10/11ter April 2002

Das sind die Hülsbuschs
(philosophische Eskapade)

Sparkasse
Nach dem Kaffeeklatsch bei der Arbeiterwohlfahrt lässt sichs viel besser zuschauen.
Arbeiterwohlfahrt. Welch ein Wort! Schon als Kind musste ich dabei immer an Rollstuhlfahrer, Kastrierte oder sonstwie Gelähmte denken, die sich in dieser speziellen Institution auf mir völlig unverständliche Art und Weise Wohl-fuhren.
Weitere Assoziationen waren:
Handauflegung, Pollonaise, Ambulanz, Friedhof oder Kriegsgräberfürsorge.

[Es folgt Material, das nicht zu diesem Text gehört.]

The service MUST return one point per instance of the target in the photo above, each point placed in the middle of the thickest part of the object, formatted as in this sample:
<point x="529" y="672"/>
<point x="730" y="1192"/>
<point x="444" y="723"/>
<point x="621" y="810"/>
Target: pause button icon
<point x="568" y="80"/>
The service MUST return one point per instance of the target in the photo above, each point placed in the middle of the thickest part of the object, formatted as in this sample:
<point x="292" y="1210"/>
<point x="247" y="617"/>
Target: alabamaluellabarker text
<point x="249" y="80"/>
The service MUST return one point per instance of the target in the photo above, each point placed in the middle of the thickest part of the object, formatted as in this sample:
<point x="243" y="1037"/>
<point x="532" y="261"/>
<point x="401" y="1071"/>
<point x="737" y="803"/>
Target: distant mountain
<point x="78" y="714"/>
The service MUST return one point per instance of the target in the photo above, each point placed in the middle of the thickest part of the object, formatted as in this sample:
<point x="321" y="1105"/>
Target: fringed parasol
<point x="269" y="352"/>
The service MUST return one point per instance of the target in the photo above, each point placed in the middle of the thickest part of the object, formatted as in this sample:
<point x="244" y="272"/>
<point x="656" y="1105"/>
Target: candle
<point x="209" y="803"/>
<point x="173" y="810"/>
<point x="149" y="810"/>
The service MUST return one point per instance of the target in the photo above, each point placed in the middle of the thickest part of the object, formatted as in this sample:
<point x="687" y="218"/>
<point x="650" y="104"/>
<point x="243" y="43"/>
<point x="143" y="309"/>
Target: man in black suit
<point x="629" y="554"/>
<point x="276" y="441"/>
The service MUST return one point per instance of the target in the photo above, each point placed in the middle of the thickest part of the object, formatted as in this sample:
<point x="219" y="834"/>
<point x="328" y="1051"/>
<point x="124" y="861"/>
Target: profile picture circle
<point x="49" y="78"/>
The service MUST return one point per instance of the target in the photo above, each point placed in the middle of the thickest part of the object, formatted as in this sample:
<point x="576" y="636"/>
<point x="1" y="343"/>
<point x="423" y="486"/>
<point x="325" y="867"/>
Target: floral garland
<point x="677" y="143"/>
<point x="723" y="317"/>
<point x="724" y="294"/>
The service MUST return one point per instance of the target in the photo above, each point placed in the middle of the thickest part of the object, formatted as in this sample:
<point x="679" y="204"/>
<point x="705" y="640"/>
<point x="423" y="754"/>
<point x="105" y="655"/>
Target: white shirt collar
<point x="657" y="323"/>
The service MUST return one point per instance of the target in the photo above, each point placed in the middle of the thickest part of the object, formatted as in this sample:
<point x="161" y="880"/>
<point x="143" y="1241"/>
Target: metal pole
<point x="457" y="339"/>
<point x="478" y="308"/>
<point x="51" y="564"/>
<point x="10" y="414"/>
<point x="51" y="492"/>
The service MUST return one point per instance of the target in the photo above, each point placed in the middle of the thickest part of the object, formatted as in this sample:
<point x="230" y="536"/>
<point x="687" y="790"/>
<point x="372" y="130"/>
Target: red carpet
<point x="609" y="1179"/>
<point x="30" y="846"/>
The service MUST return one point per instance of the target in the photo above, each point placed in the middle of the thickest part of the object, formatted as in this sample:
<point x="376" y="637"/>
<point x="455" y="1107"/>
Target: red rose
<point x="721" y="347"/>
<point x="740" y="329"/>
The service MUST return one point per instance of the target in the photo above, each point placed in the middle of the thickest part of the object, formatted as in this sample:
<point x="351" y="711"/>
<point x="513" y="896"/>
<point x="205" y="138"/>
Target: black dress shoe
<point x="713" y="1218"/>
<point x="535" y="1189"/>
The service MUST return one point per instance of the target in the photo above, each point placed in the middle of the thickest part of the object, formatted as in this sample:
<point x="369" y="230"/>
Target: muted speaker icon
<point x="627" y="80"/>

Keine Ahnung, warum ich all dies mit der Arbeiterwohlfahrt in Zusammenhang brachte.
Bei uns in der Familie gab es einen geistig behinderten Querschnittsgelähmten, der zu keiner anderen Bewegung fähig war, ausser den Mittelfinger seiner rechten Hand auszustrecken.
Oft stieß er entsätzliche Laute aus, wobei ihm eine schleimige Flüssigkeit übers Kinn rann. Ich fand das entsätzlich, zumal die ganze Familie darunter litt, einen derartigen Unmenschen, ihr Eigen nennen zu müssen.
Ich will nicht sagen, dass sie sich nicht um ihn gekümmert hätten. Das taten sie, bewußt, ganz zweifellos. Aber es schien mir so, als läge, ganz unausgesprochen, eine Verleugnung seiner Existenz in der stickigen familiären Atmosphäre, ein Ihn nicht haben Wollen.
Wenn man sich traut seine Empfindungen zuende zu denken, dann hätten sie den armen Kerl am liebsten verwünscht, weil er es war, der Schande über den Clan gebracht hatte.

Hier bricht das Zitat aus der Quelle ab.